In fact, the dynamic nature of cloud computing architectures makes it more difficult for hackers to break into corporate networks, said Jim Reavis, co-founder of the Cloud Security Alliance. He was speaking at a panel discussion held on the sidelines of the CloudSec 2012 conference last week.
Citing the experience of the U.S. Central Intelligence Agency (CIA), Reavis noted that the CIA, which faces advanced persistant threats from foreign governments and other perpetrators, is able to move data across its cloud architecture to mitigate any risk arising out of a cyber attack.
“That, however, is predicated on efforts by cloud service providers to provide quality baseline security”, Reavis said.
Timothy Grance, senior computer scientist at the U.S. National Institute of Standards and Technology, noted that security threats will always exist in any computing model.

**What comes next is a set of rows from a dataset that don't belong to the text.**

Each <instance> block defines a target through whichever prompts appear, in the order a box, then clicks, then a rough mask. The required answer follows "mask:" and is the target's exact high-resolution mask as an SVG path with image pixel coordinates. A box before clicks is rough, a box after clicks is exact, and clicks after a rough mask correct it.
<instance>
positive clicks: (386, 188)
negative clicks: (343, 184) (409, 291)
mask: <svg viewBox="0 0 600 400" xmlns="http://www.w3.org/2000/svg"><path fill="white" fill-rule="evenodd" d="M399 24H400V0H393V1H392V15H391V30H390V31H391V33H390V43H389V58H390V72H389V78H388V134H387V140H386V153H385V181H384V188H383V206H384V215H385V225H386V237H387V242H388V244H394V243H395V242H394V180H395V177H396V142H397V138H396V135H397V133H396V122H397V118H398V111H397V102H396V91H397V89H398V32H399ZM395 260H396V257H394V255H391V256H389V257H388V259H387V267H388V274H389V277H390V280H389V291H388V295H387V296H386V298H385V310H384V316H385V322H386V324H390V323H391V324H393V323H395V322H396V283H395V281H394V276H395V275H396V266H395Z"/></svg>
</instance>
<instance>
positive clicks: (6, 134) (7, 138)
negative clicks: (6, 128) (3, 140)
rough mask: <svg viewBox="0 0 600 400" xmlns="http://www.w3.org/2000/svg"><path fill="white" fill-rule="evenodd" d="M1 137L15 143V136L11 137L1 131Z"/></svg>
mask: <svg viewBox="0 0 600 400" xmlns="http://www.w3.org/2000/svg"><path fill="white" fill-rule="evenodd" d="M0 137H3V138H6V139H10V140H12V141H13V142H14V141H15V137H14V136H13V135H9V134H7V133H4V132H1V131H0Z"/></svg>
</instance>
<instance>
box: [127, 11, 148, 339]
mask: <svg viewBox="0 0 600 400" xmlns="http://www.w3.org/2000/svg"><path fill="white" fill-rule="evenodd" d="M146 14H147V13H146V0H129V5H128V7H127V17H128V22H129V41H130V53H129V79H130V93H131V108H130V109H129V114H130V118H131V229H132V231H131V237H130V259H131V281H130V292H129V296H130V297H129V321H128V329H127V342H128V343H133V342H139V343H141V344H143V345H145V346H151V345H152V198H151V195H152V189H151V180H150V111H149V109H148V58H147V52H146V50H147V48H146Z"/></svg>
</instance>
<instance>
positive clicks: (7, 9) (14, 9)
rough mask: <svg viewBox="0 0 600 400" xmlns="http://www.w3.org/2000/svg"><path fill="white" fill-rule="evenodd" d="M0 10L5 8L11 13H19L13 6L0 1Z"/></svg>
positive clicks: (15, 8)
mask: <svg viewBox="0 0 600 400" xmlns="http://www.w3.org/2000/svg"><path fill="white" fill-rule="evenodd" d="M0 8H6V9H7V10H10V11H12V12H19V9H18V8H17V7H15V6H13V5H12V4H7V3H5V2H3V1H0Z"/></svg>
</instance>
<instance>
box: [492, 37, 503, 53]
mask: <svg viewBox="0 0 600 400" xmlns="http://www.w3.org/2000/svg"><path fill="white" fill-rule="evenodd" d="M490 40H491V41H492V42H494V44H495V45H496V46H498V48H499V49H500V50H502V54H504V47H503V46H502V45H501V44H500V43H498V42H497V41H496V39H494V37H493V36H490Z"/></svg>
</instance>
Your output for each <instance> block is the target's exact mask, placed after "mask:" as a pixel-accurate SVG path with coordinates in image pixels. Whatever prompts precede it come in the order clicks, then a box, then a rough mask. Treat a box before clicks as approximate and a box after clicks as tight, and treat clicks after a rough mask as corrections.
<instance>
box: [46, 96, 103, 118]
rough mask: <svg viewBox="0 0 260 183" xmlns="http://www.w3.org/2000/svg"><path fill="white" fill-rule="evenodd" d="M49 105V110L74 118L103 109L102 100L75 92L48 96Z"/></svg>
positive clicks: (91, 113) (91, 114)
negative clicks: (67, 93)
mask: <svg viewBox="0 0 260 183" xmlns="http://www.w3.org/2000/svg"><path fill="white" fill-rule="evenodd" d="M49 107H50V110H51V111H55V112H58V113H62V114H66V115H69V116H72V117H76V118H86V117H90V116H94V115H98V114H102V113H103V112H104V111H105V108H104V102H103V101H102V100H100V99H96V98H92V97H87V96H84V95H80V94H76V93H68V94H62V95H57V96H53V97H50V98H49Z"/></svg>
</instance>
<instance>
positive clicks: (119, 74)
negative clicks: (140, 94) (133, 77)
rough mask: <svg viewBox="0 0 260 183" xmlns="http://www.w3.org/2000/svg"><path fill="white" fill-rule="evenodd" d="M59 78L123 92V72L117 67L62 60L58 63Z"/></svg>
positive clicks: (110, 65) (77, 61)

“If you’re poorly run before the cloud, you’re probably going to be poorly run with the cloud,” he said. “It’s about people doing all the right things they’re supposed to do, and knowing how to make trade-offs among the risk choices that you’re making.”

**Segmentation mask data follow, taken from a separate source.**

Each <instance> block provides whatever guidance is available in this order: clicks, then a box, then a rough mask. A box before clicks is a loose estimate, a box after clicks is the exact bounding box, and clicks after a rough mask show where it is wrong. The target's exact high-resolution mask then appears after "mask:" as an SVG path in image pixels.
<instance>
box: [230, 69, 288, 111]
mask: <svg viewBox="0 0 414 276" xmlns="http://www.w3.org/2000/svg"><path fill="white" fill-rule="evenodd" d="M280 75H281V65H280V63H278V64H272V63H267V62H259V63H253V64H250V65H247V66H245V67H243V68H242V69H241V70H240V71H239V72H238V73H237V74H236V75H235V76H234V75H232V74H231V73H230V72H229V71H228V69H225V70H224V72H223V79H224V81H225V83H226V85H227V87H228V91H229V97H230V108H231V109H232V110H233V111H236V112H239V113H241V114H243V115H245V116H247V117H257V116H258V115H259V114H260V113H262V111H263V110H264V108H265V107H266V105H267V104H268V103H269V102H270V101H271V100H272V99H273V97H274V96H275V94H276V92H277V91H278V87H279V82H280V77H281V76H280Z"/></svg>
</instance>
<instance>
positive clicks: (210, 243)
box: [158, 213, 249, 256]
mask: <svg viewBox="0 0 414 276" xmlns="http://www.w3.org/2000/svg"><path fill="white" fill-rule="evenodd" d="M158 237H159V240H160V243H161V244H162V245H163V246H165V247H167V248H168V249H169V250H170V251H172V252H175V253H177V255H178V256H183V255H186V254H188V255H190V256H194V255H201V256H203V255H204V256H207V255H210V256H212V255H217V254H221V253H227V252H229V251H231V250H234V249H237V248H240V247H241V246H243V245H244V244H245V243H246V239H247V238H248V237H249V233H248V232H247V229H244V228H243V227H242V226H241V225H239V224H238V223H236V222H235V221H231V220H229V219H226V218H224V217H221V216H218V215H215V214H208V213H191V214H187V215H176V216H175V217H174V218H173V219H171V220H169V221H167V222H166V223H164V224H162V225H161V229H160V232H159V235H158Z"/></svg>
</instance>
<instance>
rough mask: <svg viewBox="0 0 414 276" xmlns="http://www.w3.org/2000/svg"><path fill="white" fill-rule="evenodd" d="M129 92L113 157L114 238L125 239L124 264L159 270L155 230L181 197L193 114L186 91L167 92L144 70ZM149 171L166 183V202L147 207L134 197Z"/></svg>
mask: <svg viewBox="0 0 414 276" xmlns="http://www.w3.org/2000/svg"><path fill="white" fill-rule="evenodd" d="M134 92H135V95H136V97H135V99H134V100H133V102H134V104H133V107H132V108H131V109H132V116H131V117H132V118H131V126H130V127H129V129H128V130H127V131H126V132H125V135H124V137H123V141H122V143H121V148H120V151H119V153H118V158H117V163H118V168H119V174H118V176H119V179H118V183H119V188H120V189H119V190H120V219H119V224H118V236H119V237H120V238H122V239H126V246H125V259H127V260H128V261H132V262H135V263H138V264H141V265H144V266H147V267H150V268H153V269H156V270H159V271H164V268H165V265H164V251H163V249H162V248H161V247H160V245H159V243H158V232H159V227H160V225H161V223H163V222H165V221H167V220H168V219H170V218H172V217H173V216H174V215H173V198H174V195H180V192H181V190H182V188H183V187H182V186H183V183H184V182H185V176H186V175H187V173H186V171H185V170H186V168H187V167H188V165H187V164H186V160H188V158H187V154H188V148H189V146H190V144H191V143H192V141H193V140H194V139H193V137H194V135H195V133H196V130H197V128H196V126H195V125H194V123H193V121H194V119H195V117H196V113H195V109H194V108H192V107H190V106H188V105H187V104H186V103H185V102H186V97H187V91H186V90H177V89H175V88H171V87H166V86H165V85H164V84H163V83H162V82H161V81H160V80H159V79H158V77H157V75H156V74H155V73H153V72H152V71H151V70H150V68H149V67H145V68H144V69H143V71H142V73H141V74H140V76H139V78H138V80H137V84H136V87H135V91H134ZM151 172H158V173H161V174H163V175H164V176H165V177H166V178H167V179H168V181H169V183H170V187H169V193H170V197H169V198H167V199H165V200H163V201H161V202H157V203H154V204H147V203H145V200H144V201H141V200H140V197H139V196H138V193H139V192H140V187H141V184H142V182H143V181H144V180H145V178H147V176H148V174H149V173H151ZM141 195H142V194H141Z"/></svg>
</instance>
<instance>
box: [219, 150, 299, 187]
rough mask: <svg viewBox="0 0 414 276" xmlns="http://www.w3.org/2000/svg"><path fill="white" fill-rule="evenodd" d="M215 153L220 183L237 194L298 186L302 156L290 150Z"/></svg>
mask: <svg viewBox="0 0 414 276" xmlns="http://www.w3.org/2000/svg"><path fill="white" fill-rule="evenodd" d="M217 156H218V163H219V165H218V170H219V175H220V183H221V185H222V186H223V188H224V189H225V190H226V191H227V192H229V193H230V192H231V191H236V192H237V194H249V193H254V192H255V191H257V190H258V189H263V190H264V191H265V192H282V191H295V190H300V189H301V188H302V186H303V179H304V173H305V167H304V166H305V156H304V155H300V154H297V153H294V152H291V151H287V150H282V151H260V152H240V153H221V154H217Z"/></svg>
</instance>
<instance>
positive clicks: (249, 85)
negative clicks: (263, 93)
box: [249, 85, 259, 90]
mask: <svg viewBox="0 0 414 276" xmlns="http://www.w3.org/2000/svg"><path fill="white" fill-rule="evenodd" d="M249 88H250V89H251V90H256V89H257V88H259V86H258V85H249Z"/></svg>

The panelists also highlighted key differences between securing traditional IT and cloud infrastructures.
“In the traditional data centres, you usually have firewalls and agent-based security, but as you move to a virtual infrastructure, you have to protect virtual machines across data centres,” said Nicholas Tan, country manager of VMware Singapore and Philippines.

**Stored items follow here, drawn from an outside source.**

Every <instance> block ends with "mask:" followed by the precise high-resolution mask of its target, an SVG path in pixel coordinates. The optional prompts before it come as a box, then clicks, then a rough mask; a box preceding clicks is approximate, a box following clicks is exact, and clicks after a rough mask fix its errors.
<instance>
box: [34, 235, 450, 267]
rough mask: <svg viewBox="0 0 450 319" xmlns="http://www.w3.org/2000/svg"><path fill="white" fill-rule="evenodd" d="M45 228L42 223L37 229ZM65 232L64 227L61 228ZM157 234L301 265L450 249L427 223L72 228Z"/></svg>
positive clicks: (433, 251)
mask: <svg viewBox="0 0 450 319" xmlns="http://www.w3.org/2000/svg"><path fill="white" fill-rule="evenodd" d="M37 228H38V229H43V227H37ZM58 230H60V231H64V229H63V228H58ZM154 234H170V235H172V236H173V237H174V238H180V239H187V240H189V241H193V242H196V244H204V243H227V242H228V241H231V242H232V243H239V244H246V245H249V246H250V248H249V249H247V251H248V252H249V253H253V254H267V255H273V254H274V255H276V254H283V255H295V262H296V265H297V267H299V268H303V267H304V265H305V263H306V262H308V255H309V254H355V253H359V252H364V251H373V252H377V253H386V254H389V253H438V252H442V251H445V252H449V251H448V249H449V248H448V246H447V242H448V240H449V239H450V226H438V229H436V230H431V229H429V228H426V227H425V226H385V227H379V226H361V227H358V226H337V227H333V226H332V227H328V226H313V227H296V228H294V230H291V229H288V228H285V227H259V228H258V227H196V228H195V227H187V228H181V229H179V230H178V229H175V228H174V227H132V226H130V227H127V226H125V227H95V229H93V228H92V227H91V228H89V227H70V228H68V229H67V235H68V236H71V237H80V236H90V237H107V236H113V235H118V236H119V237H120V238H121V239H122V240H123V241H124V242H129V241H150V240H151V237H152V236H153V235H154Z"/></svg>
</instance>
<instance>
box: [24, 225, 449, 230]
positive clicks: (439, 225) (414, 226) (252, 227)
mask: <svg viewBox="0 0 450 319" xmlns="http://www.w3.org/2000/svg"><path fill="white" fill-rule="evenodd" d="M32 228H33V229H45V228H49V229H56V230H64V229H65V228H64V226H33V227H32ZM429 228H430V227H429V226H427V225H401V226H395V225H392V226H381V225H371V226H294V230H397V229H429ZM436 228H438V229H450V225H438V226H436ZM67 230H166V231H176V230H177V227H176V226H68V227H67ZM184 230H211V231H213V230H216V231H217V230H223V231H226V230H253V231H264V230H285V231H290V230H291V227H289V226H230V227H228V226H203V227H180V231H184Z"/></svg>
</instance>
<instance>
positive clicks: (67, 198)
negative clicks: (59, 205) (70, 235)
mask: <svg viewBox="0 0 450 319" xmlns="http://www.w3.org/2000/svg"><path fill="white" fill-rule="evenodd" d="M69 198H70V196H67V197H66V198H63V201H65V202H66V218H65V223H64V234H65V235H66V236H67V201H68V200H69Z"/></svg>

Grance said compared with traditional data centres, companies may not have full visibility into a cloud service provider’s infrastructure.
“You are, in many ways, trading control for efficiencies, so challenge vendors to show you how they are protecting your brand and reputation,” he said.
Reavis said securing data on the cloud requires companies to know where sensitive data is held and building security parameters around that data. Increasingly, data would have to be encrypted as it becomes more accessible on mobile devices, he said.
Grance noted that security professionals would also have to align their skills with a service and data oriented security model, rather than one based on physical IT infrastructures.
“What’s valuable is the data, and not the machines,” he said.